Kris Pepper Hambrick is next, a fellow alum from the Wigmore Street Post Office days of early internet Sherlocking (when she was very young, and I was not as old as now). As I said, tough spot following Tim, but she's made it in before noon, I don't think any early leavers have bailed out yet.
"Play-acting Busybody: Essential Elements of Performing Holmes" is her theme and . . . oh, she performed in Ken Ludwig's Baskerville . . . I'm impressed! That play doesn't look easy. And she's distilling an eight-hour class she did on film Canon down to today's twenty minutes.
What does make a Sherlock Holmes portrayal? Projecting intelligence: How does one portray that? "Five mile eyeballs," Lyndsay suggests from the audience, talking about Hugh Laurie's eye-acting, as Kris has started asking for audience input. People agree with eyes. Crow throws in evoking the stories. And we all probably agree with that. Cumberbatch's "alien presence," as someone playing human "who hasn't quite got it yet," Kris adds. Physical presence, height, comes up. Chuck Kovacic, who has also played Holmes, brings in his own experience playing an acerbic Holmes. A whole lot of aspects of Holmes coming out.
"We can agree on all those things being Holmes, and disagree on who's pulling it off," Kris points out, very accurately. Some slides of various Holmeses unpopular with some people come up and there's a few hisses, but certainly not about Will Ferrell's corner of the screen. Certainly.
Holmes has so much to him, so many descriptive words that we use to define him, that the intentions of a specific production make a difference in how he is played -- good point there, that most of us never consider. (Yes, Will Ferrell's intentions, ego, infallibility, etc. are part of why I love him. As does his Watson.) But on to Jeremy Brett, because, well, he has a ton of GIFs.

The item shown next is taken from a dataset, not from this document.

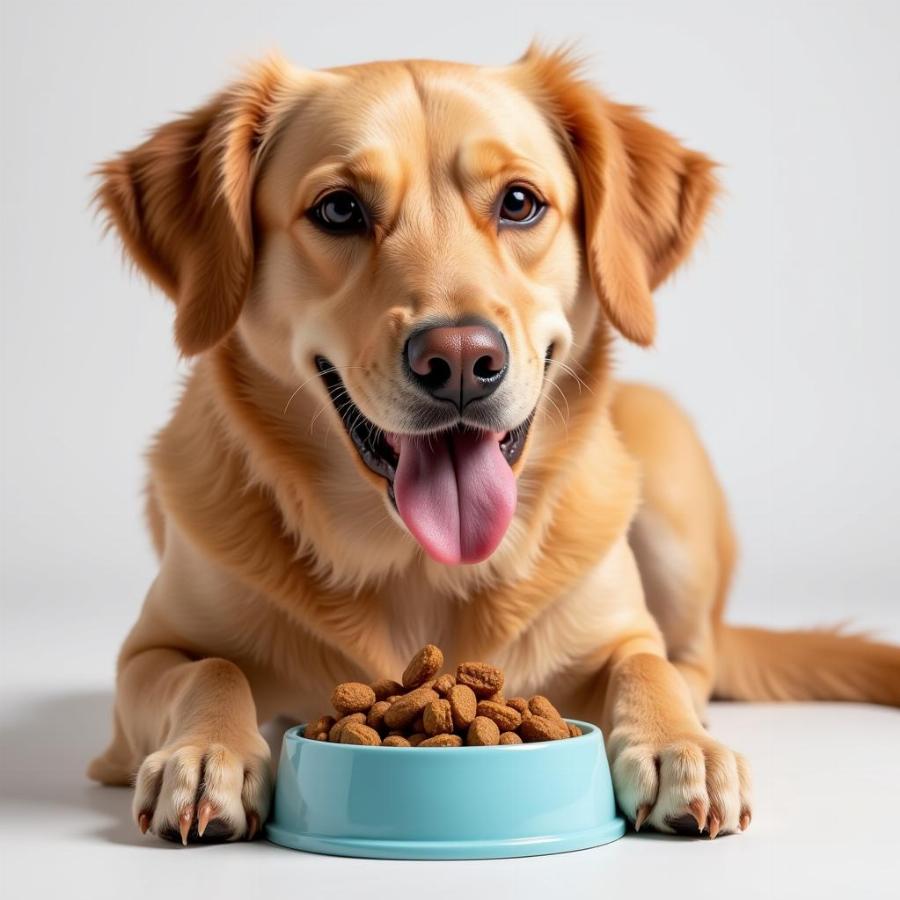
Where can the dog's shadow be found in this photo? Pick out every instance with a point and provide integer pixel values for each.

Kris is having us analyze Brett GIFs, seeing how we interpret a look. The first brings up both "kindness" and "patronizing," as well as "intimacy." The appearance of eye contact and widening eyes, as he nods his head. The next GIF brings up "playfulness," "smug," and "love of another man" from different folk, all in the same simple movement. A lot going on with the eyes. A very interesting study.
We're getting Kris's own observations of what a good Holmes takes, and eleven qualities that a good Holmes has to bring out. "How does he laugh?" was a big question she had to deal with when playing Holmes.
We're getting down to questions, so I'm going to wrap this up, as I'm next. Really good analysis, and I hope I caught some of the spirit of it here!